USC researcher Karolina Charaziak, PhD, has been awarded a $3.3 million National Institutes of Health (NIH) Research Project (R01) grant to study how the cochlea, the part of the inner ear responsible for hearing, processes complex sounds encountered in everyday life.
The five-year grant will allow Charaziak and her collaborators to combine advanced cochlear imaging, electrical recordings and computational modeling to study how the cochlea processes complex sounds in heathy hearing and hearing loss. The grant is funded by the NIH's National Institute on Deafness and Other Communication Disorders (NIDCD).
The inner ear is an extraordinary biological sensor that can detect vibrations smaller than the diameter of an atom while simultaneously operating across an enormous range of sound levels. Many patients experience hearing difficulties that are not fully explained by a standard hearing test. Current clinical measures provide only a limited view of cochlear health and often cannot identify which specific structures within the inner ear are malfunctioning."
Karolina Charaziak, PhD, assistant professor, USC Caruso Department of Otolaryngology – Head and Neck Surgery, Keck School of Medicine of USC
Charaziak's research seeks to better understand how the healthy cochlea processes complex sounds and how that processing changes in hearing loss. By pairing direct measurements from lab animals with noninvasive hearing measurements, she and her team hope to identify new diagnostic markers that could eventually be used in the clinic to detect hearing problems earlier and more accurately.
"In the long term," she said, "these advances could improve diagnosis, help clinicians distinguish among different forms of sensory hearing loss and potentially guide more personalized treatment strategies. The work may also inform the design of hearing aids, cochlear implants and signal-processing algorithms by providing a more accurate understanding of how the healthy cochlea encodes speech and other complex sounds."
Sounds complicated
This project will investigate how two key properties of the cochlea shape the way people hear speech, music and other complex sounds.
"In simple terms, the first property, nonlinearity, refers to the cochlea's ability to actively amplify soft sounds while compressing louder ones," she said. "The second property, dispersion, refers to the fact that different frequencies travel through the cochlea at different speeds. We want to understand how these properties influence the way the cochlea processes sounds that change over time."

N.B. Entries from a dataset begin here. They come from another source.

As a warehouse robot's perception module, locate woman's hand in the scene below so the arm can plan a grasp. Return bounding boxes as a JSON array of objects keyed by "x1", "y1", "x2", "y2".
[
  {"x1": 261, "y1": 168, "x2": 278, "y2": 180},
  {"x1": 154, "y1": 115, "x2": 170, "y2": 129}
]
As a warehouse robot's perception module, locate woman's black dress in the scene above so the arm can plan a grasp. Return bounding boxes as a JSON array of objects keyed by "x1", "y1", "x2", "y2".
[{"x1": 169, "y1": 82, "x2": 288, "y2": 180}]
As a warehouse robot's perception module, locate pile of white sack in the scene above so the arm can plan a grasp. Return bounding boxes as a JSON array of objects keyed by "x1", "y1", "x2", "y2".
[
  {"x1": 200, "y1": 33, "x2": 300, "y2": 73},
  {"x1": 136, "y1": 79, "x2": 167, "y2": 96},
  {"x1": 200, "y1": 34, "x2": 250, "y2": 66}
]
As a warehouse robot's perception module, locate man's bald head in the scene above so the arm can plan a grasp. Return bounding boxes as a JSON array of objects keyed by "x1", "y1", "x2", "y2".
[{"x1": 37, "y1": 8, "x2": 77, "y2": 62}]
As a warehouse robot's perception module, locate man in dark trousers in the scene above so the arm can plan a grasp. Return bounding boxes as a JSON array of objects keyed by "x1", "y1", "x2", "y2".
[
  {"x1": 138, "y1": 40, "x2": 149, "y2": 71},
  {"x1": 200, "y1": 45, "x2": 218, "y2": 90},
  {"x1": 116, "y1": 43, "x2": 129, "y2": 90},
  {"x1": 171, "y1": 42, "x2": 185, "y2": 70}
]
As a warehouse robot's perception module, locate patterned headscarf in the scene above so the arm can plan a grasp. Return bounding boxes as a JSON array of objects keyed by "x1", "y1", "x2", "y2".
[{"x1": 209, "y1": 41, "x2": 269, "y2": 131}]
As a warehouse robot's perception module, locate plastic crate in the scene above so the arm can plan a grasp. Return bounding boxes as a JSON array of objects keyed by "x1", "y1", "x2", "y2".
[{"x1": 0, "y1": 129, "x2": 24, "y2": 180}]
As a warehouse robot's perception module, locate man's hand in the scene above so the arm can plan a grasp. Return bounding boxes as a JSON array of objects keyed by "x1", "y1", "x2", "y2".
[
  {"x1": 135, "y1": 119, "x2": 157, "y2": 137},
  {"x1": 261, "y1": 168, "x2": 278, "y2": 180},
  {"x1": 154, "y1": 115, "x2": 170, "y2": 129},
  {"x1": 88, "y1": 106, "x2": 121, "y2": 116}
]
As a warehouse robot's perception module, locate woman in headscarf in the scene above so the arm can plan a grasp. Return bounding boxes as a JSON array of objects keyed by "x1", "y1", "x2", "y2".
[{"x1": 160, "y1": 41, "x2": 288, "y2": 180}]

Most laboratory studies of hearing use relatively simple sounds, such as pure tones. However, natural sounds-including speech, music and environmental sounds-change continuously over time in both frequency and intensity. Charaziak's team wants to understand how the inner ear handles those complex real-world sounds.
Charaziak's preliminary work suggests that some perceptual differences may originate in the cochlea itself, before the sound information even reaches the brain.
Toward better diagnostics for hearing loss
Prior to receiving this R01 grant, Charaziak's lab had been working to develop objective, noninvasive measures of cochlear function in mice with hearing loss.
One of their most exciting findings was that tiny electrical signals, generated by the sensory cells in the inner ear, can reveal how well the cochlea amplifies and compresses sound, a function that is often disrupted by hearing loss.
By testing their method in normally hearing animals, Charaziak and her collaborators demonstrated that the measurements were reliable and reproducible. They were then able to move into testing animals with different types of hearing loss to determine whether the technique was able to distinguish among various forms of cochlear dysfunction.
Charaziak's preliminary findings were presented at the Association for Research in Otolaryngology (ARO) meeting. Their research suggests that these measurements may eventually provide clinically useful information that is currently unavailable through standard hearing tests.
Over the next decade, Charaziak's goal is to establish a leading research program focused on understanding the cochlea and translating that knowledge into improved diagnostic tools for hearing disorders.
The R01 grant provides an opportunity to pursue fundamental questions about how the inner ear processes complex sounds while also building the foundation for future translational work.
"I hope that by the end of this project, we will have significantly advanced our understanding of dynamic sound processing in the cochlea and identified new noninvasive measures that can be used to assess cochlear function," she said. "Beyond the science itself, I am excited about training the next generation of scientists and engineers who will continue pushing the field forward. It is an exciting time to be in the field, and I am grateful for the opportunity to contribute to that progress."